You developed the policy tool ‘A guide to public investments in the care economy’ under the UN Women-ILO global joint programme ‘Promoting Decent Employment for Women through Inclusive Growth Policies and Investments in Care’. What are your observations about its application to Türkiye’s context?
This policy tool was inspired in part by applied research we undertook in Türkiye in 2014–2015 through a collaboration between the Istanbul Technical University and the Levy Economics Institute in New York. This study, which was supported by UNDP, UN Women and the ILO, focused on the job-generation and poverty-reduction potential of investments in preschool and early childcare and education (ECE) services. The study says that prioritizing lower-income households, such a social investment strategy has the potential to reduce the (income) poverty rate in Türkiye by as much as 2.5 percentage points. Eventually, the policy tool ‘A guide to public investments in the care economy’ showed that closing care services coverage gaps in ECE, primary and secondary education, health care and long-term care in Türkiye requires an expenditure of approximately 3.5 per cent of GDP. This has the potential to create as many as 2.8 million jobs.
What is your message to civil society organizations and women’s rights activists working in this field?
We need to expand our thinking about care. The care economy is a crucial area of intervention not only for reducing gender inequalities, but also for facilitating inclusive, sustainable and resilient economies. This is what I call a “purple economy” complementing a green economy.

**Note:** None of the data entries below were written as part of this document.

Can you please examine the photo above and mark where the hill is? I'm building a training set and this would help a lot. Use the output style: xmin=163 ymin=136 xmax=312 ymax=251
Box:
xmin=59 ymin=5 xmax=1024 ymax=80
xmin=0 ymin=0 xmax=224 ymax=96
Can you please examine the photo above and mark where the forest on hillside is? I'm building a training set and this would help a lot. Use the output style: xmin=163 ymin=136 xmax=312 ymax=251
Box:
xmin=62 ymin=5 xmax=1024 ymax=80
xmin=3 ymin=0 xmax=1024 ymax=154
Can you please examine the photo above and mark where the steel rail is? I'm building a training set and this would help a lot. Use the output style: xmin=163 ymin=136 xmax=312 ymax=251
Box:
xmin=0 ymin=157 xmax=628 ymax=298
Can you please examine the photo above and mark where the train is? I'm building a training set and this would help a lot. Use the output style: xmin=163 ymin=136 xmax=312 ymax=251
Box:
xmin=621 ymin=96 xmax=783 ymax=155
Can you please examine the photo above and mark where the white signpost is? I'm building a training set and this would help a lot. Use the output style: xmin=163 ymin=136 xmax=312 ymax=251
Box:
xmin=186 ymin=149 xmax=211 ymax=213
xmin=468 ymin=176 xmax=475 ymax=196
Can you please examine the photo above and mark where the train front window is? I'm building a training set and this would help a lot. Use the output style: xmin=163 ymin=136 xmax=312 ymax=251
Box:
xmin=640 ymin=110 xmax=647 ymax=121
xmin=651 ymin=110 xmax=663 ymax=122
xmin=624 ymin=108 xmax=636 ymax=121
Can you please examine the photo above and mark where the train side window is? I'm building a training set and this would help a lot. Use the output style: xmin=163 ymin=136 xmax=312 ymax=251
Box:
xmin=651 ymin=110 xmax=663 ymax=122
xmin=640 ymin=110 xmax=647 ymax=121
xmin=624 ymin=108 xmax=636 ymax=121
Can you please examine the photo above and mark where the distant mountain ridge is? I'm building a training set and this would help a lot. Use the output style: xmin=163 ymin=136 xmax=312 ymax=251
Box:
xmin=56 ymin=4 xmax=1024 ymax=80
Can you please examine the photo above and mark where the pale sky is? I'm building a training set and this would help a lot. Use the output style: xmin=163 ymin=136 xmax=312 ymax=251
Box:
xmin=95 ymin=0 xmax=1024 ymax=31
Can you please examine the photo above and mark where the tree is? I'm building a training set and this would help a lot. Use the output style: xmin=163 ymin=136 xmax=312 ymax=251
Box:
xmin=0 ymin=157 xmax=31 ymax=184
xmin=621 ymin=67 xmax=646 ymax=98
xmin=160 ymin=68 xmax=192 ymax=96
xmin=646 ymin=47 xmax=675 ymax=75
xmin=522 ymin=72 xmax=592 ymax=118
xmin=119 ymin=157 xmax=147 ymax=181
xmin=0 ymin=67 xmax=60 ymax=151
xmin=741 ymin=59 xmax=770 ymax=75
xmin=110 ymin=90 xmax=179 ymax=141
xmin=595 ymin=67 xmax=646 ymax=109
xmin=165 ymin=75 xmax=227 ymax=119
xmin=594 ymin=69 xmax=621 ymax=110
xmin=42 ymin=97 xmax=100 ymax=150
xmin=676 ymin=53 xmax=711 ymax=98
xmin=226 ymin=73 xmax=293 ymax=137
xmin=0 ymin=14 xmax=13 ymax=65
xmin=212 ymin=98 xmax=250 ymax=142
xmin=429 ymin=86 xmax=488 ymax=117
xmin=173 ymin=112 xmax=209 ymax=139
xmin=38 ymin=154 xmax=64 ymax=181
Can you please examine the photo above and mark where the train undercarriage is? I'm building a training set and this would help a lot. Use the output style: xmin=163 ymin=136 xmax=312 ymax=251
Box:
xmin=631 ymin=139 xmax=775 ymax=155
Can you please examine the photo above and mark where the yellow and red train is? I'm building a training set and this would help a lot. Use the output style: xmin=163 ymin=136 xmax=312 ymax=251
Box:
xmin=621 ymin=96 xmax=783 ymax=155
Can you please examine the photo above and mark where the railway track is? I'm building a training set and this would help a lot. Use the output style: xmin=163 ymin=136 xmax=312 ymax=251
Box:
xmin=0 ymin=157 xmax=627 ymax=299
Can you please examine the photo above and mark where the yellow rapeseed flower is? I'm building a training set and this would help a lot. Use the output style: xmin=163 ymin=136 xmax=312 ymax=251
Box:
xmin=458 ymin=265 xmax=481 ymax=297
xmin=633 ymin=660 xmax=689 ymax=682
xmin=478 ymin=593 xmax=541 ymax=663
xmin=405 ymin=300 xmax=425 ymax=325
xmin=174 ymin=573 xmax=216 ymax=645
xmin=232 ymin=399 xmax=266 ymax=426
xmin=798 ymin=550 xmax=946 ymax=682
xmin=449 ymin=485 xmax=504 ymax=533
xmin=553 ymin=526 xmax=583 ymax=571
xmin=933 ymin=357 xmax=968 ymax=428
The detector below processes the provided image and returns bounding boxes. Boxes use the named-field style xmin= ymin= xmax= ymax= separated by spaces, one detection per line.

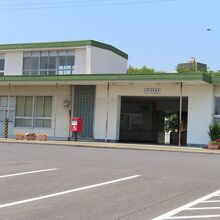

We need an approach where care is addressed as a public good, through universal care services. But the expansion of quality services by itself is not sufficient. Inevitably, an important part of care work will be undertaken as unpaid (solidarity) work in the household and community. Yet a truly caring society is possible only when the responsibility is shared between women and men, equally. To that end, policies such as labour market regulation for decent jobs and work-life balance also constitute crucial areas of intervention.